Neural circuits linking sleep and addiction: Animal models to understand why select individuals are more vulnerable to substance use disorders after sleep deprivation

Abstract

Individuals differ widely in their drug-craving behaviors. One reason for these differences involves sleep. Sleep disturbances lead to an increased risk of substance use disorders and relapse in only some individuals. While animal studies have examined the impact of sleep on reward circuitry, few have addressed the role of individual differences in the effects of altered sleep. There does, however, exist a rodent model of individual differences in reward-seeking behavior: the sign/goal-tracker model of Pavlovian conditioned approach. In this model, only some rats show the key behavioral traits associated with addiction, including impulsivity and poor attentional control, making this an ideal model system to examine individually distinct sleep-reward interactions. Here, we describe how the limbic neural circuits responsible for individual differences in incentive motivation overlap with those involved in sleep-wake regulation, and how this model can elucidate the common underlying mechanisms. Consideration of individual differences in preclinical models would improve our understanding of how sleep interacts with motivational systems, and why sleep deprivation contributes to addiction in only select individuals.

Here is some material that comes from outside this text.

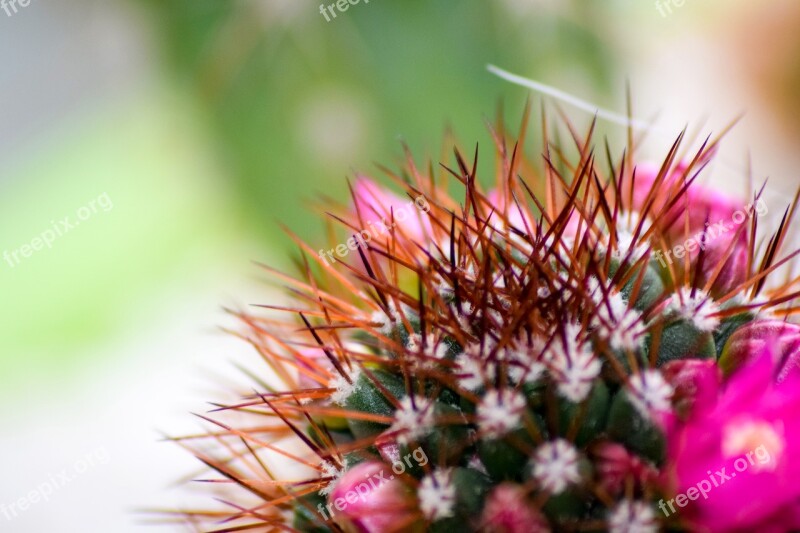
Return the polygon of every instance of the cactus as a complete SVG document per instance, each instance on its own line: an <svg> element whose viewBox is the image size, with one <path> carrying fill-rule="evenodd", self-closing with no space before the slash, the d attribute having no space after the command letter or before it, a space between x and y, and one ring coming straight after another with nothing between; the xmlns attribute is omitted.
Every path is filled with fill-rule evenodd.
<svg viewBox="0 0 800 533"><path fill-rule="evenodd" d="M747 359L737 328L788 305L764 283L786 225L760 261L755 225L713 236L711 264L711 235L675 247L741 205L694 183L716 143L639 168L632 147L599 164L589 135L537 170L492 133L496 188L477 151L438 173L409 157L404 196L361 176L341 241L299 243L300 275L280 275L294 303L239 314L282 387L209 417L215 446L183 441L227 486L185 513L198 529L689 527L657 503L670 427L713 401L693 380L718 354Z"/></svg>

Keywords: Goal-tracking; Incentive salience; Individual differences; Reinforcement; Reward; Sign-tracking; Sleep.

Figure 1.

Overlapping circuits for sleep/wake regulation and drug/reward-related encoding. There is substantial overlap in the neural pathways involved in the attribution of incentive salience to cues (red) and those that mediate the effects of sleep disturbances on motivated behavior and reward seeking (blue). Solid lines represent pathways that have been directly studied in these functions, and dashed lines represent connections that are hypothesized to play a role. There are individual differences in the degree to which rats are susceptible to the incentive motivational effects of reward cues, with some rats (STs) demonstrating stonger attraction to cues than others (GTs). Sign- and goal-tracking behavior are associated with different patterns of activity in mesolimbic circuitry, most notably expressed as greater activity in dopaminergic VTA projections (thick lines) and reduced activity in PVT and mPFC projections (thin lines) in STs relative to GTs. Since much of the same circuitry also plays a critical role in the ability of sleep to influence emotional and motivational states, this ST/GT model should reveal important information about how sleep affects reward processing, and how the loss of sleep can enhance the ability of reward cues to gain control over behavior. The regions shown represent pathways involved specifically in the ability of sleep to alter motivation for reward; brainstem mechanisms of sleep-wake regulation are not shown. Abbreviations: mPFC – medial prefrontal cortex; PVT – paraventricular nucleus of the thalamus; HPC – hippocampus; NAcc – nucleus accumbens; VP – ventral pallidum; VTA – ventral tegmental area; SCN – suprachiasmatic nucleus; AMG – amygdala.